A minute or two passed but it felt like an hour when I pulled away from Emily. "I'm glad you feel the same Em. What do you say we go back out there? I won't say a thing about what happened between us. Promise." I looked her in the eyes to make sure she knew I meant it. I meant everything. She nodded her head and I stood up. I helped her up and we emerged from the closet. Emily and I entered the room of my brothers and they all looked concerned. Great... "She's alright y'all." Emily smiled weakly and went to sit on the couch with Vinnie.

(Emily's Pov)

"Feeling better?" Vinnie asked me. I nodded my head. I was feeling better since Dime came to comfort me. I'm glad we got our feelings straight. But the only problem is where would I sleep? They want me here tonight to make sure I'm really safe, especially with Richard basically threatening me with his gun and my sperm-donor insisting that he'd be watching me. I can't sleep with Phil anymore. I'm sure he's angry with me and probably knows what's going on between Dimebag and I. I don't want to sleep in the same room as an ultra-pissed Phil Anselmo. Maybe I'll sleep here or on the floor. "Emily, we need to talk." I nearly jumped when Phil's voice from behind the couch snapped me out of my thoughts. "Follow me. Now." Vinnie raised an eyebrow at that but watched me get up to go with Phil.

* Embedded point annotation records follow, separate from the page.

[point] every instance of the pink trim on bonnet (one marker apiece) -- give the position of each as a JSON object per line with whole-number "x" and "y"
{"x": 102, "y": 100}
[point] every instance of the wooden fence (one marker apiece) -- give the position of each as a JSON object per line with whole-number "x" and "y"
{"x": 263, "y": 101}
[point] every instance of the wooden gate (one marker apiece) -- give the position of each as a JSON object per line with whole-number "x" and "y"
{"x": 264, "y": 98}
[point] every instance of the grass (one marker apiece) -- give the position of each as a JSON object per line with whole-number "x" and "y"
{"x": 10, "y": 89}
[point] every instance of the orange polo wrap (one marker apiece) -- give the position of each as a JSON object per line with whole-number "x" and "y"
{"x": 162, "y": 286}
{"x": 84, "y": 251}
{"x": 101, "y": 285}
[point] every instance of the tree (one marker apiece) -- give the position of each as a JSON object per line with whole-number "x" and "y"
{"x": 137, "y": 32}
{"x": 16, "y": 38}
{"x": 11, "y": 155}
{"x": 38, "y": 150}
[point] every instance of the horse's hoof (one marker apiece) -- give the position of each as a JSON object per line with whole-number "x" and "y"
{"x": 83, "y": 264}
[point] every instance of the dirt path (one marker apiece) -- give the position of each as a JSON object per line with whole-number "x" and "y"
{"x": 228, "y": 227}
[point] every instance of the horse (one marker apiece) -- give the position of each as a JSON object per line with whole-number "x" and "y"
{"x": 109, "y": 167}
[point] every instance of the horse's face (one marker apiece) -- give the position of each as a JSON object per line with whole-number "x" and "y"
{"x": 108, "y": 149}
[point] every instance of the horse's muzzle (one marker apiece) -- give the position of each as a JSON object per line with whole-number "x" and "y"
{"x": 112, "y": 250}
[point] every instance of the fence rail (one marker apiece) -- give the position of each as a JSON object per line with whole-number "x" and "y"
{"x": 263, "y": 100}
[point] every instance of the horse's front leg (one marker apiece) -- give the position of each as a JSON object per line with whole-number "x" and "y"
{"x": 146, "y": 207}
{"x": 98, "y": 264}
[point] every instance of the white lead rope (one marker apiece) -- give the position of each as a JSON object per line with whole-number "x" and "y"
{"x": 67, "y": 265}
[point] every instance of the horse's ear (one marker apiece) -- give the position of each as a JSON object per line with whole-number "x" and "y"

Phil led me into the mess of his room and shut the door. He got really close to me and whispered both to intimidate me and so nobody would hear "I know about you and Dime." I would run from this conversation but I was backed against the wall. "I'm sorry... I just came to this realization and I was going to tell you..." I spoke with honesty. He just nodded his head. "I don't care if you choose him over me. I honestly don't. I just want to know why. What don't I have that he has?" He looked me dead in the eyes. "I feel safe with him. Like nothing can hurt me and that I'll never be alone. I don't get that feeling with you." I responded, not mincing words. Phil stepped away from me, "Thanks for telling me. I hope it works out for you." He opened the door and let me out. He followed me out but turned to walk out the door onto the patio. Rex and Vinnie had gone to their rooms. But Dime stood in the living room. "I take it you talked to him?" He asked. I nodded and looked around the room, making sure Phil wasn't watching. Then I ran to Dime's arms.